How Kubernetes works

Container Isolation

  • Linux Namespaces ensure that each process sees its own personal view of the system.

  • Linux Control Groups (cgroups) limit the amount of resources process can consume.

Linux Namespaces

  • By default, all processes in a Linux system belong to one namespaces.

  • The different kinds of namespaces that exist are:

    • Mount (mnt)

    • Process ID (pid)

    • Network (net)

    • Inter-process communication (ipc)

    • UTS (UNIX Timesharing System for having a separate hostname)

    • User ID

  • Each container uses its own Network namespace and thus sees its own set of network interfaces.

Limits to Container Portability

  • All containers running on a host uses the host’s Linux kernel. Hence, if a containerised application requires a specific kernel version, it may not work on that host’s container

  • A containerised app built for a specific hardware architecture can only run on another machine that has the same architecture.

Kubernetes Runtime Components

../../_images/k8-onprem-and-cloud.png

The Kubernetes control plane can work across different environments

../../_images/AKS01.png

Kubernetes components of the Azure Kubernetes Service

../../_images/AKS02.png

The customer managed worker nodes are Azure VMs

../../_images/Minikube01.png

Local development machine using the minikube single worker architecture.

../../_images/On-PremiseKubernetes.png

The non-cloud Kubernetes architecture

  • Kubernetes master: Is responsible for managing and scheduling the workloads in addition to network and communication across the entire cluster. It is also called the Control Plane.

  • Control Plane: The control plane continually runs in a loop, responding to changes in the cluster and works to make the actual state of all objects in the system match the desired state.

  • kubectl: command line interface to the api-server

  • api-server: entry point to the control plane. Provides the interaction for management tools such as kubectl or the Kubernetes dashboard. Manages requests from the worker nodes.

  • etcd: highly available distributed open source key/value store that can be accessed by all nodes in the cluster. It stores the configuration data of the cluster’s state.

  • controller manager: Oversees several smaller controllers and checks desired state to current state and performs actions such as replicating pods and handling node operations.

  • scheduler: assigns newly created pods to a node and starts the node. By default, the scheduler only schedules pods to worker nodes as there is a tain on the master node that prevents normal nodes from being run on the master node.

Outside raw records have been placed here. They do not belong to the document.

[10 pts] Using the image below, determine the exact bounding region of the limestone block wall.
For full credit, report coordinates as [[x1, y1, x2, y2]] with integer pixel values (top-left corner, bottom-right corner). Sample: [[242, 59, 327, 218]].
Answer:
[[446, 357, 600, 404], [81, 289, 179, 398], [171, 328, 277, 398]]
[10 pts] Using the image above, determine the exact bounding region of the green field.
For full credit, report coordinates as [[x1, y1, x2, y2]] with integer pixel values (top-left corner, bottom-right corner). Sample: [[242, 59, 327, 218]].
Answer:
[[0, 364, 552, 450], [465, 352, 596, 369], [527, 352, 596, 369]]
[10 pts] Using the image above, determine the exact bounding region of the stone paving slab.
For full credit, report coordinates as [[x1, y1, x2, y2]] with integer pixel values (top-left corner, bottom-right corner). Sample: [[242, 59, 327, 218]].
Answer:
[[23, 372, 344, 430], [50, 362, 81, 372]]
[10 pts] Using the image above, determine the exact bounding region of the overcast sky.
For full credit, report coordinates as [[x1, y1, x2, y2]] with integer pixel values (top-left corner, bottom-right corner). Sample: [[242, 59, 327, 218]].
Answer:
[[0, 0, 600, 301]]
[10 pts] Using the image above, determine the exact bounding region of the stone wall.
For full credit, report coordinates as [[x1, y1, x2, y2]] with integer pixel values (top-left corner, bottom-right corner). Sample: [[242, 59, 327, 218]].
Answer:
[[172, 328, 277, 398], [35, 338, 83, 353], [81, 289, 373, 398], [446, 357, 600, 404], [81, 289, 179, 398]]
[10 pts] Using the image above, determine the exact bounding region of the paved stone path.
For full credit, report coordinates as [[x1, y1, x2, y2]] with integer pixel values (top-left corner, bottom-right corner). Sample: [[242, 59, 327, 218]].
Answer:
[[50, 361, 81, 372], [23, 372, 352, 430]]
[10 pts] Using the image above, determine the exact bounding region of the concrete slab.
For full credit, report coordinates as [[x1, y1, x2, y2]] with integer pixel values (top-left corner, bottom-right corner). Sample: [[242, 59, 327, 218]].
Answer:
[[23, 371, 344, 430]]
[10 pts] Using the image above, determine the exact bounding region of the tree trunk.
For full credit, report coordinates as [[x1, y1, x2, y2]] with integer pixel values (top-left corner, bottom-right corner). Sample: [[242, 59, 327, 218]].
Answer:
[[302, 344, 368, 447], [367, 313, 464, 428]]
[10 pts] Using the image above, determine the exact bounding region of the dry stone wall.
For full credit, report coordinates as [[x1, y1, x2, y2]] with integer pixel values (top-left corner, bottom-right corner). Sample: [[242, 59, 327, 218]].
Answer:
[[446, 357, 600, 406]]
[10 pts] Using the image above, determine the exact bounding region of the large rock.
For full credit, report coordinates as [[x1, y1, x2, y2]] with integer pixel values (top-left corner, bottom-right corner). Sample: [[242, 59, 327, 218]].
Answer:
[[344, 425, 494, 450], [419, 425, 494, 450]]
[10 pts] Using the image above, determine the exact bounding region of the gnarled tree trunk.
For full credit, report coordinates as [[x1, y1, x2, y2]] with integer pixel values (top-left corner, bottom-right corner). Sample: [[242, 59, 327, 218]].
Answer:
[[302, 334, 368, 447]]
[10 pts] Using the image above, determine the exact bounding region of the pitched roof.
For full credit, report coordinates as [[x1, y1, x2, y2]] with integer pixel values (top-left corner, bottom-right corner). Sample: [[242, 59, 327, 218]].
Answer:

  • Kubernetes DNS server: the DNS server used in the cluster’s internal network

  • Worker nodes: runs workloads according to the schedule provided by the master. The interaction between the master and worker nodes is known as the control plane.

  • kubelet: a node agent that is responsible for the containers in the worker node. It acts as a conduit between the api-server and the container runtime in its node.

  • kube-proxy: balances network traffic between application components.

  • container runtime: the software that runs containers on the node, typically Docker or any implementation of the Kubernetes container.